After graduating from high school, Fine earned his LL.B. degree from Dickinson Law School in Carlisle in 1914. The following year he was admitted to the Luzerne County Bar, practicing law in Wilkes-Barre, near his hometown of Nanticoke, until the start of World War I. In May 1917, Fine enlisted in the 23rd U. S. Army Engineers, advancing to the rank of sergeant. In 1919, while stationed in Ireland, the future governor advanced his education with post-graduate work at the University of Dublin’s Trinity College. He was discharged from the military in August 1919 and returned to his law practice, eventually as a partner in the firm Coughlin and Fine.

His direction toward public service and politics was noted soon after law school when he became Republican district chairman, Fourth Luzerne District, serving 1916 to 1920, except during military duty. He became secretary of the Republican County Committee, 1920–1922 and Luzerne County Republican chairman, 1922–1923. In 1927, Fine began a 23-year career as a court judge. Governor Gifford Pinchot appointed him to the bench of the Court of Common Pleas, Luzerne County, where he served from January 3, 1927, through a successful public election for a ten-year term that November, and was re-elected for another ten years in November 1939. Soon after that election, on December 5, 1939, at the age of 46, Fine married Helene Pennebecker Morgan, and from this marriage were two children, John Sydney Jr. and Donald.

On July 15, 1947, he was elevated to the Pennsylvania Superior Court after being appointed by Governor James Duff to fill a vacancy left by retiring Judge Thomas Baldrige.
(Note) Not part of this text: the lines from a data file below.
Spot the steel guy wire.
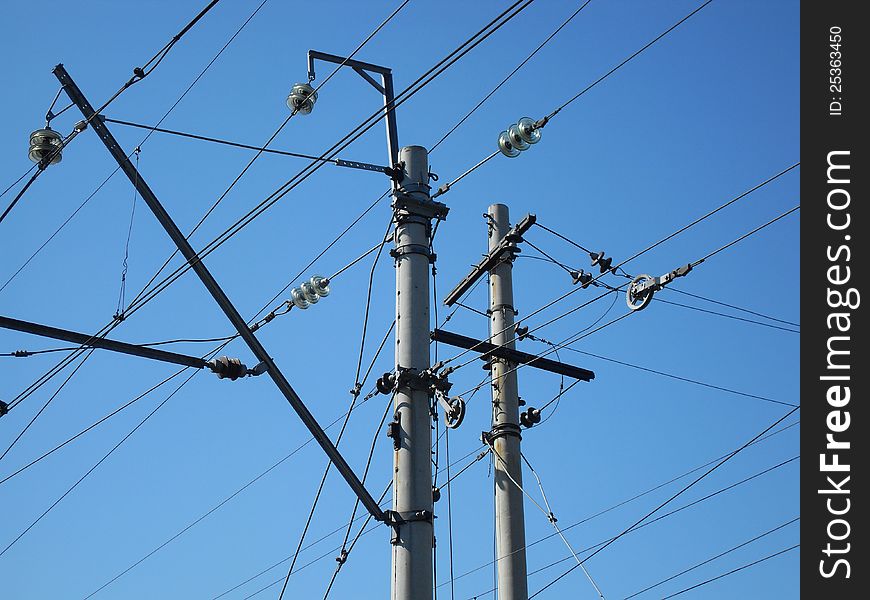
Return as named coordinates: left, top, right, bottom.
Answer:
left=0, top=223, right=395, bottom=484
left=115, top=146, right=141, bottom=319
left=82, top=0, right=533, bottom=358
left=439, top=419, right=800, bottom=586
left=278, top=314, right=396, bottom=600
left=572, top=406, right=800, bottom=561
left=662, top=544, right=800, bottom=600
left=489, top=443, right=604, bottom=598
left=116, top=0, right=534, bottom=316
left=0, top=0, right=276, bottom=408
left=86, top=384, right=392, bottom=598
left=433, top=0, right=713, bottom=198
left=623, top=516, right=800, bottom=600
left=429, top=0, right=592, bottom=154
left=0, top=350, right=94, bottom=464
left=520, top=448, right=604, bottom=598
left=126, top=0, right=410, bottom=310
left=692, top=204, right=801, bottom=267
left=432, top=162, right=800, bottom=370
left=0, top=0, right=225, bottom=227
left=212, top=450, right=487, bottom=600
left=0, top=342, right=229, bottom=556
left=476, top=456, right=800, bottom=600
left=0, top=165, right=121, bottom=292
left=323, top=396, right=396, bottom=600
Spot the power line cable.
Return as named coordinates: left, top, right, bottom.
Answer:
left=692, top=204, right=801, bottom=267
left=665, top=285, right=800, bottom=327
left=117, top=0, right=534, bottom=314
left=623, top=517, right=800, bottom=600
left=565, top=346, right=796, bottom=407
left=0, top=350, right=94, bottom=464
left=529, top=407, right=800, bottom=600
left=0, top=342, right=228, bottom=556
left=653, top=298, right=800, bottom=334
left=433, top=0, right=713, bottom=198
left=124, top=0, right=410, bottom=310
left=662, top=544, right=800, bottom=600
left=429, top=0, right=592, bottom=153
left=460, top=456, right=800, bottom=600
left=0, top=0, right=225, bottom=227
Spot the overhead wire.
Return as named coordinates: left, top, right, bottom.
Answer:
left=278, top=213, right=395, bottom=600
left=653, top=298, right=800, bottom=334
left=0, top=0, right=228, bottom=227
left=456, top=452, right=800, bottom=600
left=489, top=442, right=604, bottom=598
left=665, top=285, right=800, bottom=327
left=0, top=0, right=280, bottom=418
left=623, top=516, right=800, bottom=600
left=429, top=0, right=592, bottom=154
left=662, top=544, right=800, bottom=600
left=434, top=162, right=800, bottom=372
left=529, top=407, right=800, bottom=600
left=433, top=0, right=713, bottom=198
left=212, top=442, right=487, bottom=600
left=116, top=0, right=534, bottom=318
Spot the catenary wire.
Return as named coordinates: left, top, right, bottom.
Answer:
left=662, top=544, right=800, bottom=600
left=653, top=298, right=800, bottom=334
left=0, top=0, right=223, bottom=227
left=623, top=517, right=800, bottom=600
left=117, top=0, right=534, bottom=314
left=432, top=162, right=800, bottom=372
left=692, top=204, right=801, bottom=267
left=123, top=0, right=410, bottom=310
left=4, top=0, right=276, bottom=408
left=0, top=342, right=232, bottom=556
left=565, top=346, right=796, bottom=407
left=278, top=213, right=395, bottom=600
left=487, top=456, right=800, bottom=600
left=665, top=286, right=800, bottom=327
left=212, top=448, right=487, bottom=600
left=489, top=443, right=604, bottom=598
left=429, top=0, right=592, bottom=153
left=439, top=442, right=800, bottom=594
left=432, top=0, right=713, bottom=198
left=0, top=350, right=94, bottom=462
left=529, top=407, right=799, bottom=600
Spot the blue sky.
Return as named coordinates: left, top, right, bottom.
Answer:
left=0, top=0, right=800, bottom=599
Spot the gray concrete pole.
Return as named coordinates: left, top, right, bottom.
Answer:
left=487, top=204, right=529, bottom=600
left=390, top=146, right=446, bottom=600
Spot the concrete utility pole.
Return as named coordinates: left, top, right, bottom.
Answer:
left=487, top=204, right=529, bottom=600
left=388, top=146, right=447, bottom=600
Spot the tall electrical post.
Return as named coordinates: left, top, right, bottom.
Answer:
left=487, top=204, right=529, bottom=600
left=389, top=146, right=447, bottom=600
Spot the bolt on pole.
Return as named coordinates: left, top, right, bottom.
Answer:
left=390, top=146, right=447, bottom=600
left=487, top=204, right=529, bottom=600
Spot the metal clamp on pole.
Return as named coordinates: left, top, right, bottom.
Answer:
left=384, top=510, right=435, bottom=546
left=625, top=264, right=692, bottom=310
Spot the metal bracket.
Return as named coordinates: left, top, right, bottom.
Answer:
left=384, top=510, right=435, bottom=546
left=480, top=423, right=523, bottom=446
left=393, top=194, right=450, bottom=220
left=625, top=264, right=692, bottom=310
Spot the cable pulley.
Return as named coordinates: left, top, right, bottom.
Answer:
left=625, top=264, right=692, bottom=310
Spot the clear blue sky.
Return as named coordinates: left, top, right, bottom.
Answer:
left=0, top=0, right=800, bottom=600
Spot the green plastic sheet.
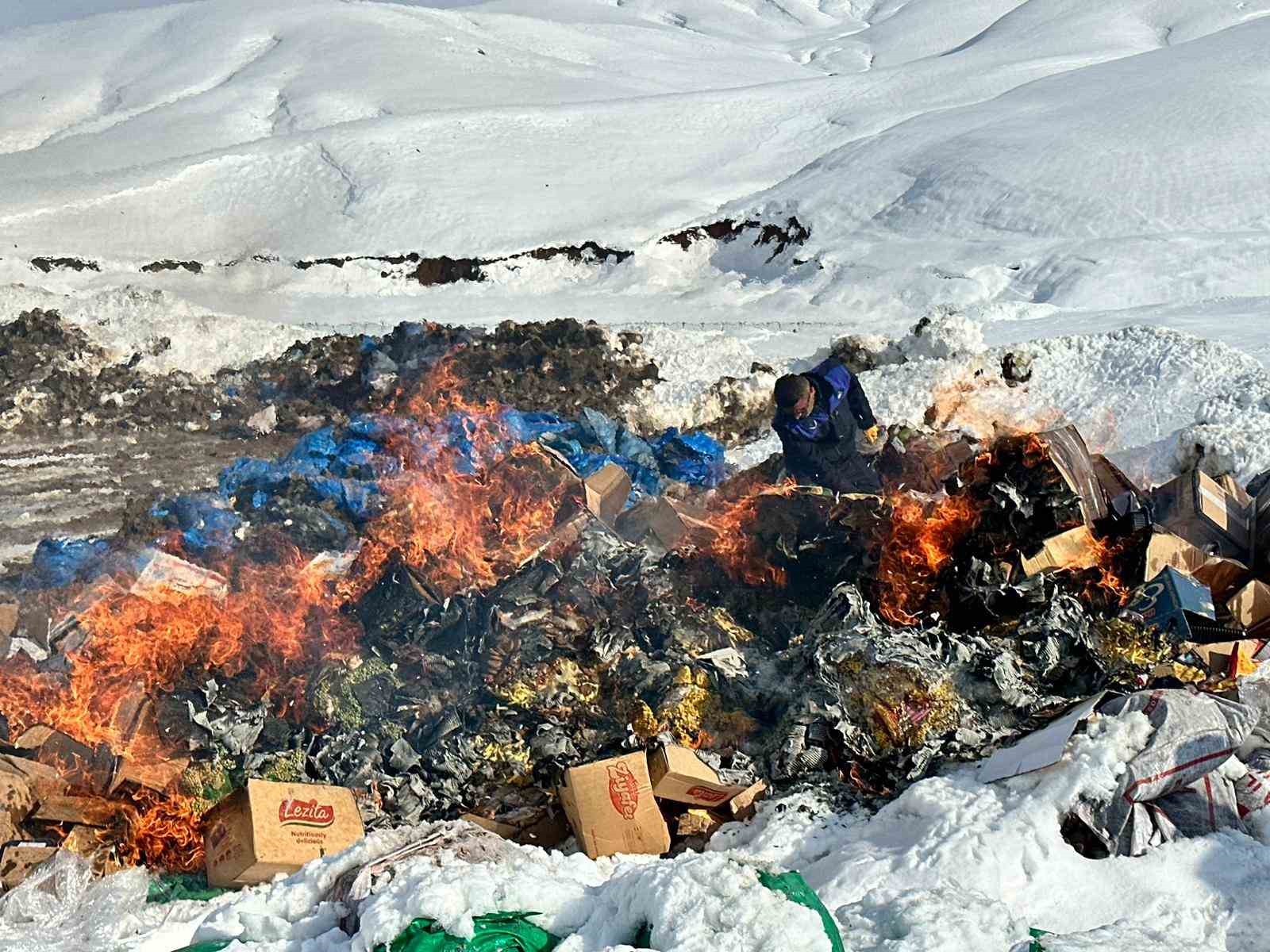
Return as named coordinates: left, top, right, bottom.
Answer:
left=758, top=869, right=846, bottom=952
left=146, top=873, right=229, bottom=903
left=376, top=912, right=561, bottom=952
left=633, top=869, right=845, bottom=952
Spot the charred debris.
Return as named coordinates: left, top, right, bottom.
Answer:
left=7, top=313, right=1270, bottom=883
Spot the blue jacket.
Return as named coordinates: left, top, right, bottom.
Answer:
left=772, top=357, right=878, bottom=493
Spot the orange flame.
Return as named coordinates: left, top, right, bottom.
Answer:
left=343, top=358, right=570, bottom=598
left=119, top=789, right=203, bottom=872
left=0, top=547, right=360, bottom=753
left=705, top=480, right=796, bottom=586
left=878, top=497, right=979, bottom=624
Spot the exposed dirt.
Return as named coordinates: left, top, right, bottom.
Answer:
left=141, top=259, right=203, bottom=274
left=30, top=258, right=102, bottom=274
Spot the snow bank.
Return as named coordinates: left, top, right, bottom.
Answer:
left=71, top=713, right=1270, bottom=952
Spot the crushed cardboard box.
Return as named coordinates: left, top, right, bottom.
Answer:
left=1022, top=525, right=1099, bottom=578
left=205, top=779, right=364, bottom=886
left=582, top=463, right=631, bottom=528
left=978, top=690, right=1107, bottom=783
left=1152, top=470, right=1255, bottom=562
left=129, top=550, right=230, bottom=601
left=1126, top=565, right=1228, bottom=643
left=648, top=744, right=745, bottom=808
left=0, top=842, right=57, bottom=891
left=618, top=497, right=688, bottom=552
left=1141, top=532, right=1253, bottom=601
left=559, top=751, right=671, bottom=859
left=1037, top=427, right=1107, bottom=525
left=13, top=724, right=116, bottom=793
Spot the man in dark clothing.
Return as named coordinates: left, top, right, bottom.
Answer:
left=772, top=357, right=881, bottom=493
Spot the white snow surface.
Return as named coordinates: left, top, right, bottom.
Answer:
left=32, top=713, right=1270, bottom=952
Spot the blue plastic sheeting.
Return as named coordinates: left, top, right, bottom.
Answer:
left=502, top=410, right=582, bottom=443
left=538, top=434, right=662, bottom=505
left=21, top=537, right=110, bottom=589
left=150, top=493, right=243, bottom=552
left=652, top=427, right=724, bottom=486
left=287, top=427, right=338, bottom=465
left=307, top=476, right=379, bottom=522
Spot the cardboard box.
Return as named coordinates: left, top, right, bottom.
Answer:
left=1143, top=532, right=1253, bottom=601
left=1152, top=470, right=1255, bottom=562
left=1090, top=453, right=1147, bottom=508
left=459, top=810, right=569, bottom=849
left=979, top=690, right=1107, bottom=783
left=1126, top=565, right=1228, bottom=643
left=1249, top=482, right=1270, bottom=575
left=1226, top=579, right=1270, bottom=635
left=203, top=781, right=364, bottom=886
left=0, top=603, right=17, bottom=658
left=618, top=497, right=688, bottom=552
left=582, top=463, right=631, bottom=528
left=1022, top=525, right=1097, bottom=578
left=129, top=550, right=230, bottom=601
left=559, top=751, right=671, bottom=859
left=648, top=744, right=747, bottom=806
left=13, top=724, right=116, bottom=793
left=1037, top=427, right=1107, bottom=525
left=1179, top=639, right=1270, bottom=678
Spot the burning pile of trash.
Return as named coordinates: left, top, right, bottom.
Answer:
left=0, top=327, right=1270, bottom=885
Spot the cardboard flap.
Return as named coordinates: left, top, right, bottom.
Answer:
left=1037, top=427, right=1107, bottom=525
left=979, top=690, right=1107, bottom=783
left=582, top=463, right=631, bottom=528
left=1022, top=525, right=1097, bottom=576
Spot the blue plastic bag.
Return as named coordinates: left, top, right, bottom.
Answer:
left=578, top=406, right=618, bottom=453
left=21, top=537, right=110, bottom=589
left=652, top=427, right=724, bottom=487
left=502, top=409, right=579, bottom=443
left=150, top=493, right=243, bottom=552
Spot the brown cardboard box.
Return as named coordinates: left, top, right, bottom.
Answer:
left=203, top=781, right=364, bottom=886
left=559, top=751, right=671, bottom=859
left=1253, top=482, right=1270, bottom=575
left=1226, top=580, right=1270, bottom=633
left=1143, top=532, right=1253, bottom=601
left=0, top=843, right=57, bottom=890
left=1037, top=427, right=1107, bottom=525
left=648, top=744, right=745, bottom=806
left=1022, top=525, right=1097, bottom=576
left=726, top=781, right=767, bottom=820
left=582, top=463, right=631, bottom=528
left=1152, top=470, right=1255, bottom=562
left=0, top=603, right=17, bottom=658
left=13, top=724, right=116, bottom=793
left=618, top=497, right=688, bottom=552
left=1090, top=453, right=1147, bottom=500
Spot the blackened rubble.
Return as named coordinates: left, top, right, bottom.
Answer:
left=12, top=321, right=1270, bottom=878
left=0, top=309, right=658, bottom=438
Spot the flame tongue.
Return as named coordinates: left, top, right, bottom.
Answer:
left=878, top=497, right=979, bottom=624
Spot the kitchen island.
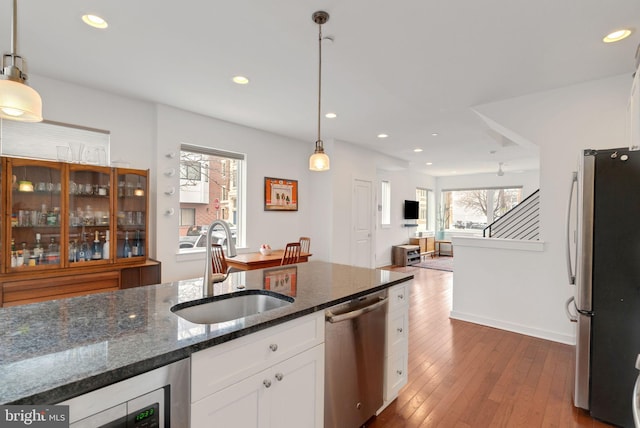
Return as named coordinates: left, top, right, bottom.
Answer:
left=0, top=261, right=413, bottom=404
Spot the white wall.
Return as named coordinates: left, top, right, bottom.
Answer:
left=21, top=75, right=433, bottom=281
left=452, top=75, right=631, bottom=343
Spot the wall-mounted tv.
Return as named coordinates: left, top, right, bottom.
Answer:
left=404, top=200, right=420, bottom=220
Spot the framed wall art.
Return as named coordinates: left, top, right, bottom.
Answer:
left=264, top=177, right=298, bottom=211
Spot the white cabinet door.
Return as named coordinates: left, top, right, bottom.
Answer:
left=269, top=344, right=324, bottom=428
left=191, top=344, right=324, bottom=428
left=191, top=370, right=270, bottom=428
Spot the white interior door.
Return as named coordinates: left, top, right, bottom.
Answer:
left=351, top=179, right=374, bottom=268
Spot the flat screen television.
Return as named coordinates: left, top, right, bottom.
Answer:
left=404, top=200, right=420, bottom=220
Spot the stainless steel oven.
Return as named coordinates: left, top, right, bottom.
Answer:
left=59, top=359, right=190, bottom=428
left=324, top=290, right=387, bottom=428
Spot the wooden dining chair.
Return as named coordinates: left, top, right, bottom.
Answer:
left=299, top=236, right=311, bottom=253
left=211, top=244, right=229, bottom=275
left=280, top=242, right=300, bottom=265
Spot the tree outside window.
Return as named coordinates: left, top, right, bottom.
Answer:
left=438, top=187, right=522, bottom=235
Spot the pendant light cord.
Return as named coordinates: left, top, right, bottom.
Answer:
left=316, top=24, right=322, bottom=148
left=11, top=0, right=18, bottom=57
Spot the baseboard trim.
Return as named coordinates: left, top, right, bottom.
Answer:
left=449, top=311, right=576, bottom=345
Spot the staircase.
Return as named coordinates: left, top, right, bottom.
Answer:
left=482, top=189, right=540, bottom=241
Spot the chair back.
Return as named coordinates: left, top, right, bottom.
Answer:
left=300, top=236, right=311, bottom=253
left=211, top=244, right=227, bottom=274
left=280, top=242, right=300, bottom=265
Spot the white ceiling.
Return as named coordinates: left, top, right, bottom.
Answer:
left=0, top=0, right=640, bottom=176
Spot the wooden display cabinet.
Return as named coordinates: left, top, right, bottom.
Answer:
left=0, top=157, right=160, bottom=306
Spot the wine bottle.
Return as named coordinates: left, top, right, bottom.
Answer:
left=33, top=233, right=44, bottom=264
left=102, top=230, right=109, bottom=259
left=132, top=230, right=143, bottom=256
left=122, top=232, right=133, bottom=258
left=91, top=230, right=102, bottom=260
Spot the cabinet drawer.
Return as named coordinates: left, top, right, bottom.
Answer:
left=384, top=348, right=408, bottom=402
left=389, top=281, right=411, bottom=312
left=387, top=310, right=409, bottom=355
left=191, top=311, right=324, bottom=402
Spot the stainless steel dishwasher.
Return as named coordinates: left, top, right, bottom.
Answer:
left=324, top=290, right=387, bottom=428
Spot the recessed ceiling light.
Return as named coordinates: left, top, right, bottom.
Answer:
left=231, top=76, right=249, bottom=85
left=82, top=14, right=109, bottom=29
left=602, top=28, right=633, bottom=43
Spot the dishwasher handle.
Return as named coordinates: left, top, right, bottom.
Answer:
left=325, top=297, right=387, bottom=324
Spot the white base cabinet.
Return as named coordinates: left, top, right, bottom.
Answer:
left=377, top=281, right=413, bottom=414
left=191, top=312, right=324, bottom=428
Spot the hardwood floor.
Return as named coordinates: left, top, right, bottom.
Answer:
left=367, top=267, right=610, bottom=428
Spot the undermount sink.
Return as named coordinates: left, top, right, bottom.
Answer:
left=171, top=290, right=294, bottom=324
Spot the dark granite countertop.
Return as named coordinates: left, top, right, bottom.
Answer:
left=0, top=261, right=413, bottom=404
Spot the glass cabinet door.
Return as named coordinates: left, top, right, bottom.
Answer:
left=5, top=159, right=64, bottom=271
left=116, top=169, right=148, bottom=260
left=67, top=165, right=112, bottom=266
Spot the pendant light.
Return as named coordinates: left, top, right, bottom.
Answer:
left=0, top=0, right=42, bottom=122
left=309, top=11, right=329, bottom=171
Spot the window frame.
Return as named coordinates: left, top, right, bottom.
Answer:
left=177, top=143, right=247, bottom=254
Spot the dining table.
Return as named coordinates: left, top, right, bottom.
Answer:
left=226, top=249, right=312, bottom=270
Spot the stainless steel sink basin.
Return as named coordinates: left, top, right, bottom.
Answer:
left=171, top=290, right=294, bottom=324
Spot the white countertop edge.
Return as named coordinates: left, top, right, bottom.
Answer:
left=451, top=236, right=544, bottom=251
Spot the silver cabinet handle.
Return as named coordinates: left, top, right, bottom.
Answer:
left=325, top=297, right=387, bottom=324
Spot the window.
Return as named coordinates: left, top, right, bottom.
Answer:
left=416, top=187, right=433, bottom=232
left=179, top=144, right=245, bottom=249
left=380, top=181, right=391, bottom=226
left=438, top=187, right=522, bottom=234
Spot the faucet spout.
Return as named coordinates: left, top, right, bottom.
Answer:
left=202, top=220, right=237, bottom=297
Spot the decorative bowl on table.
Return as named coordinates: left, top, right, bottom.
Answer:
left=260, top=245, right=272, bottom=256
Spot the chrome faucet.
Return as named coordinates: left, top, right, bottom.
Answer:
left=202, top=220, right=236, bottom=297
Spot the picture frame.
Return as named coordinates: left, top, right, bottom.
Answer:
left=264, top=177, right=298, bottom=211
left=263, top=266, right=298, bottom=297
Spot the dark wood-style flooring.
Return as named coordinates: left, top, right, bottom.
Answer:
left=367, top=267, right=610, bottom=428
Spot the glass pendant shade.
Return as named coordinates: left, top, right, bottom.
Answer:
left=0, top=78, right=42, bottom=122
left=309, top=152, right=330, bottom=171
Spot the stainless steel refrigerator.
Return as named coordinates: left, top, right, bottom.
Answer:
left=567, top=149, right=640, bottom=427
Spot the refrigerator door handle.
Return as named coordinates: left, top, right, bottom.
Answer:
left=565, top=171, right=578, bottom=285
left=564, top=296, right=578, bottom=322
In November 1947, Fine was successfully elected to a permanent term, serving until he began his campaign for governor on March 1, 1950. Fine was the choice of Governor Duff to succeed him as governor and together they campaigned, with Duff running for the U. S. Senate. A continuing feud between Duff and the Pennsylvania Manufacturers Association forced Fine to contend with a bitter multi-million dollar primary among opposing Republican factions, but he was victorious in the primary. In the fall election of 1950, Fine faced the charismatic Democratic mayor of Philadelphia, Richardson Dilworth, a Yale cum laude graduate and a former marine with a Purple Heart from World War I and a Silver Star in World War II. Dilworth’s running mate was Michael A. Musmanno, who eventually became a state Supreme Court justice. Duff managed a victory by a slim 86,000 vote margin, the narrowest margin for a Republican in twenty years. Fine’s favored lieutenant governor nominee, Lloyd H. Wood, defeated Musmanno by 126,000 votes.

Fine’s term would be a tough challenge and within three months personal tragedy struck. During the campaign in late October 1950, Fine’s wife Helene fell from a platform and began to suffer from severe headaches. A month after the inauguration, Mrs. Fine underwent surgery, but her condition became critical and she died on April 23 following more brain surgery at University Hospital in Philadelphia. Fine was only the second Pennsylvania governor to be widowed while in office, the other being Simon Snyder in 1810. The bitterness of the loss to his family was nearly matched by the bitterness of a divided legislature arguing over the governor’s tax proposals.

One of the problems of postwar Pennsylvania was a lingering recession and an unemployment rate that had doubled in just two years prior the Fine administration. Fine inherited requirements to meet interest payments, mandatory teacher salary increases, veterans’ bonuses, and other state government expenses combined to be about $120 million short of revenues. In addition, the postwar “baby boom” was just beginning. While the upper grades of public schools were not yet feeling the effect of the population boom, the lower grades were becoming strained to accommodate more pupils. School enrollments increased by about 38,000 students each year of Fine’s term. A new word, “suburbia,” was coined as areas and counties surrounding cities began to have population explosions, from 50 percent growth in suburban Harrisburg, for example, to 46 percent in Montgomery County, and 387 percent for the new community of Bristol. The urban areas, such as Philadelphia, Harrisburg, and Lancaster grew by more than 18 percent.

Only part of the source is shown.